AON rescue of intron 13 splicing defects. (A) Schematic representation of identified PEs in intron 13 and the relative positions of the AONs designed to target them. White boxes correspond to exons while gray boxes with stapled lines represent PEs. In gel images, sequenced are numbered and the corresponding defect is illustrated on the right. Representative image of RT-PCR performed after treatment with AON-A (B) or AONs B to D (C– and D). Treatment was performed in HEK293T cells, previously transfected with the wild-type (WT) midigene (BA11) or the construct containing one of the intron 13 variants. Midigene transfected cells which were not treated are indicated as NT while the label SON indicates lanes treated with the control scrambled oligonucleotide. NTC were used as endogenous expression control. In all RT-PCR experiments plasmid artifacts of more than 800 nt of length were observed. Amplification of RHO exon 5 was used as transfection control. Percentages of WT and mutant (MUT) transcript are reported as average ± SD (n = 2) after semiquantification. AON, antisense oligonucleotide; MUT, mutant; NTC, nontransfected cells; PEs, pseudoexons; RT-PCR, reverse transcription-polymerase chain reaction; WT, wild-type.

FIG. 3.

AON rescue of intron 44 splicing defects. (A) Schematic representation of identified PEs in intron 44 and the relative positions of the AONs designed to target them. White boxes correspond to exons while gray boxes with stapled lines represent PEs. Strong exonic splicing enhancer motifs for SRSF2-SC35 are indicated with the abbreviation ESE. In gel images, sequenced are numbered and the corresponding defect is illustrated on the right; dotted lines denote exon skipping and the symbol (Δ) stands for exon skipping. (B) Representative image of RT-PCR performed after treatment with AON-E or AON-F. Treatment was performed in HEK293T cells, previously transfected with the wild-type (WT) midigene (BA28) or the construct harboring variant c.6148-84A>T. Amplification of RHO exon 5 was used as transfection control. NT indicates lanes of cells transfected with midigene construct but left untreated, while the label SON indicates lanes treated with the control scrambled oligonucleotide. NTC were used as endogenous expression control. Percentages of WT and mutant (MUT) transcript are reported as average ± SD (n = 2) after semiquantification. AON, antisense oligonucleotide; ESE, exonic splicing enhancer; MUT, mutant; NTC, nontransfected cells; PEs, pseudoexons; RT-PCR, reverse transcription-polymerase chain reaction; WT, wild-type.

Table 1.

Sequence and Characteristics of the Antisense Oligonucleotides Used to Target Complex Splicing Defects

Region	Target	AON #	Sequence (5′−3′)	Length (nt)	Tm (°C)	GC (%)
Intron 13	PE1	AON-A	CUCCCAGGAACCAGACCUA	19	62.2	57.9
	PE2	AON-B	GUUUCACUCAAGGUGGCCCU	20	65.7	55.0
	PE2-PE3	AON-C	CUACCUGGCAAACAGGAUAG	20	59.3	50.0
	PE3	AON-D	GGUGGAGGAGACCCUGGUAU	20	64.5	60.0
Intron 44	PE4-PE5	AON-E	GCUUCAGGCGCCAGACAGG	19	71.0	68.4
Intron 44	PE4-PE5	AON-F	CUCACGCCUCCAGAAUGAA	19	64.5	52.6
—	—	SON	CGCCAAUUGCAAGGUGAUUCC	21	49.2	52.4

AON, antisense oligonucleotide; NT, nucleotides; PE, pseudoexon; SON, scrambled oligonucleotide; Tm, melting temperature.

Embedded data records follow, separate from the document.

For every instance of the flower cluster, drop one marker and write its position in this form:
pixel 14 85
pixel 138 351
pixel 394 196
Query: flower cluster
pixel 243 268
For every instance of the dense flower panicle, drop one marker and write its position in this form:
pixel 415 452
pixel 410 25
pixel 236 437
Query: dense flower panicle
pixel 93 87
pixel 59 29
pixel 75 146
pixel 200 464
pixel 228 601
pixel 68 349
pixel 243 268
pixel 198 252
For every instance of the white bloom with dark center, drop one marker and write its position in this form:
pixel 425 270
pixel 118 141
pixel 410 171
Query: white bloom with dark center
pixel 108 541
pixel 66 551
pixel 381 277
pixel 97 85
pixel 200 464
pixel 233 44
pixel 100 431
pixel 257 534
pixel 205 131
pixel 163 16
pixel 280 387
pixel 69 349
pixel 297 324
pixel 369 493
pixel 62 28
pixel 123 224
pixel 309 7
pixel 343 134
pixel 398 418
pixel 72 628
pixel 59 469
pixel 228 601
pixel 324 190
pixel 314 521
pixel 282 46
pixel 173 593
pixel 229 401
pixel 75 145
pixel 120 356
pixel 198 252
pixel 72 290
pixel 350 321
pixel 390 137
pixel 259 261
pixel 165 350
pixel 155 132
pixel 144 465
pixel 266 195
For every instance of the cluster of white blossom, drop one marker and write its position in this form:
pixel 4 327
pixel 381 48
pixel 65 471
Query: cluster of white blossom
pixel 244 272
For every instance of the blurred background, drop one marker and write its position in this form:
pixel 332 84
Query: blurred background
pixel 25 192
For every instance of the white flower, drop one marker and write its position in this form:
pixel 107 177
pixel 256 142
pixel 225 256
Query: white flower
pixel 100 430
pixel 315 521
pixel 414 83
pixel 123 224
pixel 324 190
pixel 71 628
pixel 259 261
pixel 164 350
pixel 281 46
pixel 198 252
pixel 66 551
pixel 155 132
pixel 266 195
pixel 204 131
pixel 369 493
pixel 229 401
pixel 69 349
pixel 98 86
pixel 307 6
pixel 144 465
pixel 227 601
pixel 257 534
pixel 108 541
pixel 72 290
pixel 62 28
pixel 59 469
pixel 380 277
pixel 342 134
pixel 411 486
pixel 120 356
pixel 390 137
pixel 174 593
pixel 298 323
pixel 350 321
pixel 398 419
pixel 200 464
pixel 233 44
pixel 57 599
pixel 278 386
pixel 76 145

Midigene-based splice assay and AON efficacy

The efficacy of the AONs was assessed in vitro by splice assays of two midigene constructs (BA11 and BA28, Supplementary Fig. S1). Briefly, wild-type (WT) and mutant midigenes were transfected in HEK293T cells and subsequently treated with 0.5 µM of AON, scrambled oligonucleotide (SON) or were left untreated as controls. After reverse transcription polymerase chain reaction (RT-PCR), transcripts were analyzed by agarose electrophoresis gel and Sanger sequencing (Supplementary Figs. S2–S6), followed by Fiji software densitometry analysis (Supplementary Table S1 and S2).³² All primers used can be found in Supplementary Table S3. The complete description of the splice assay protocol performed is reported in Supplementary Data S1.

Results

Deep-intronic variant c.1938-724A>G results in a complex splicing defect

The novel variant c.1938-724A>G was identified in a Canadian proband who was selected for complete ABCA4 locus sequencing as only one pathogenic variant, c.71G>A;p.(Arg24His), was found in the coding regions of ABCA4. SpliceAI scores for c.1938-724A>G showed a strong SDS gain (DG = 0.58, at position c.1938-724) and a strong SAS gain (AG = 0.61, at position c.1938-797), suggesting a high likelihood that the variant could lead to a PE inclusion (Supplementary Table S4A). Consequently, splice assay analysis of this variant revealed multiple splicing alterations (Fig. 1A). The most abundant transcript, corresponding to 72% of the total RT-PCR product, carried a short PE of 73 nt (PE2), as predicted by SpliceAI. The second main transcript (24% of total RT-PCR product) corresponded to the inclusion of PE2 in combination with the known upstream PE1, which was previously described both on its own and in combination with different PEs.^13,15,29 Both defects introduce a premature stop codon and are expected to trigger nonsense-mediated decay. As aberrant splicing was observed in 96% of the total transcript, the variant was classified as severe, following the genotype-phenotype correlation model for ABCA4-associated retinopathies.¹¹ The updated RNA and protein notations (hg19, NM_000350.3) are r.[1937_1938ins1938-797_1938-725,[1937_1938ins1937+396_1937+529;1938-797_1938-725]] and p.[Phe647Alafs*24,Phe647Serfs*24], based on semi-quantification of the cDNA products.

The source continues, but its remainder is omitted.